Zhao also directly addressed the Satoshi question. If those coins are moved during a migration, "it suggests he is still around, which is intriguing to consider." If they remain untouched, he said, "it might be wiser to lock or effectively destroy those addresses to prevent them from falling into the hands of the first hacker who breaches it."
I noticed some individuals panicking or inquiring about the implications of quantum computing on crypto.
At a fundamental level, all crypto simply needs to upgrade to Quantum-Resistant (Post-Quantum) Algorithms. Thus, no need for panic. 😂In practice, there are some execution challenges. It’s hard to…
— CZ 🔶 BNB (@cz_binance) March 31, 2026
The prevailing counterargument on crypto X was that quantum computing poses a threat to everything, not solely blockchains.
"If quantum disrupts Bitcoin, it also disrupts the entire global banking system, SWIFT transfers, stock exchanges, military communications, nuclear command systems, and every HTTPS website worldwide," stated crypto commentator Quinten Francois.

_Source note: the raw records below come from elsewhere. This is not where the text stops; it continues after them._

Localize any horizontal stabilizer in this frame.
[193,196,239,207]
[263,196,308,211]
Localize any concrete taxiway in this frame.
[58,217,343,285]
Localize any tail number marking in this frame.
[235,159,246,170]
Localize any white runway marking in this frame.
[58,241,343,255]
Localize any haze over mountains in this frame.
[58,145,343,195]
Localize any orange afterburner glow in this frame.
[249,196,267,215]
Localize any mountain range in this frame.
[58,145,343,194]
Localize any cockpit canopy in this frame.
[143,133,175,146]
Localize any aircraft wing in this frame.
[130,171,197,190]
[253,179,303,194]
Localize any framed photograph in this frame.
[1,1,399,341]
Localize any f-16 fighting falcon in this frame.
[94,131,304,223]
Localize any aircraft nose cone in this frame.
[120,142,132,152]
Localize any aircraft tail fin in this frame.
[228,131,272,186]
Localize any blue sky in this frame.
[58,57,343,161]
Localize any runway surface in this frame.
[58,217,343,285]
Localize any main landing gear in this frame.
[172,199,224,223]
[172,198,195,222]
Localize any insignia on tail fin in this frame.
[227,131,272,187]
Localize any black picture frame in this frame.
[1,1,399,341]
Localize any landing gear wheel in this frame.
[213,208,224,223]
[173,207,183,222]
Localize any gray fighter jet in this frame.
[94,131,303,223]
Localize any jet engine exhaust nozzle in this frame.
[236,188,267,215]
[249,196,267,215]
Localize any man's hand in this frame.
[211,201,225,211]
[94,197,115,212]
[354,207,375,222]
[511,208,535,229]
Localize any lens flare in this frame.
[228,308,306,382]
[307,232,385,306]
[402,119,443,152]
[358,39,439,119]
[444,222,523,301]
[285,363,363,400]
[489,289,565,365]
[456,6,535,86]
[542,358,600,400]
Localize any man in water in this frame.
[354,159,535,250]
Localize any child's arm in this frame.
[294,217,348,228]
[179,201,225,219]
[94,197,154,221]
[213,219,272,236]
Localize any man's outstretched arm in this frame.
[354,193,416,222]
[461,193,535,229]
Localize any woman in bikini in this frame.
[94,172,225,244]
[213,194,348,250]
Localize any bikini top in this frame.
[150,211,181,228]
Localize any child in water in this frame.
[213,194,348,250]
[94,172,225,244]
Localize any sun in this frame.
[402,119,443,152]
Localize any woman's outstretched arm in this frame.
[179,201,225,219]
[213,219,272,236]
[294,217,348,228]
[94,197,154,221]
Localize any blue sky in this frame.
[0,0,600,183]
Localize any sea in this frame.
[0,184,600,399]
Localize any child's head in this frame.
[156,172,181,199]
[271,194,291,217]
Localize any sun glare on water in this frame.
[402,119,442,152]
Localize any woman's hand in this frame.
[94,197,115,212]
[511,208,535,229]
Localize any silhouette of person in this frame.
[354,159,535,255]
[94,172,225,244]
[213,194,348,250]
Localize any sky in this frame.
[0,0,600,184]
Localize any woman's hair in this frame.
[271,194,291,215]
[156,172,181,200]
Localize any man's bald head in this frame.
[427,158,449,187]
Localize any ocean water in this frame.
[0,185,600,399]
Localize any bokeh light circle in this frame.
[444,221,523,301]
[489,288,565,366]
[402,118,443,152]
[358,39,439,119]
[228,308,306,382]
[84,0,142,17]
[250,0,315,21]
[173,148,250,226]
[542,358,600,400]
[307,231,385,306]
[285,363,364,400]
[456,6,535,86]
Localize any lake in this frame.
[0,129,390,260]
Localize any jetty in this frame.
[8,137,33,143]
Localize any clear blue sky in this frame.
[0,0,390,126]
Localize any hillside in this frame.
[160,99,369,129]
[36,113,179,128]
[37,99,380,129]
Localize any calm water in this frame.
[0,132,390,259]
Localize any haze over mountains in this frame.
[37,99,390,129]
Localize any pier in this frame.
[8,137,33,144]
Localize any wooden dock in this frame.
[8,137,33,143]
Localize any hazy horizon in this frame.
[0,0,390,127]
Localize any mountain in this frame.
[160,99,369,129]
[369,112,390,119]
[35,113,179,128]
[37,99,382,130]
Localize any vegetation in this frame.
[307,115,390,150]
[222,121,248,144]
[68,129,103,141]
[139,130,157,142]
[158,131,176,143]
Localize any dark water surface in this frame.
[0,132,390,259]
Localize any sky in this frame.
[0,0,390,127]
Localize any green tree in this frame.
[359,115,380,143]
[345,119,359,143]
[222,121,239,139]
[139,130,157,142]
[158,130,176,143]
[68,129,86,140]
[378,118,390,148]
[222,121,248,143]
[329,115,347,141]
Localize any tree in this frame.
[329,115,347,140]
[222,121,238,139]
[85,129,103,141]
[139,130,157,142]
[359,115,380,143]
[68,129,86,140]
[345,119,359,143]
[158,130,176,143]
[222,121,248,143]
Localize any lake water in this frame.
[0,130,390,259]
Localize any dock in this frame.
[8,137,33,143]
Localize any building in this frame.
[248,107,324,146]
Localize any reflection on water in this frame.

Elon Musk added a lighter touch, remarking that at least "if you forget the password to your wallet, it will be retrievable in the future."
The paper addresses this perspective directly. Centralized systems, from banks to military networks, can push software updates to their users. A decentralized blockchain cannot. The timeline for transitioning bitcoin’s infrastructure, encompassing user wallets, exchange support, and new address formats, could span five to ten years even after a consensus on a solution is reached.
Meanwhile, Google indicated it is collaborating with Coinbase, the Stanford Institute for Blockchain Research, and the Ethereum Foundation on responsible strategies for the transition.
The company framed its research not as an assault on crypto, but as a measure to "support the long-term sustainability of the cryptocurrency ecosystem."
The consensus from nearly all sectors of the industry is now unified. The threat is no longer hypothetical; action is required. The only remaining variable is whether the protocols that need to adapt will do so before the technology advances.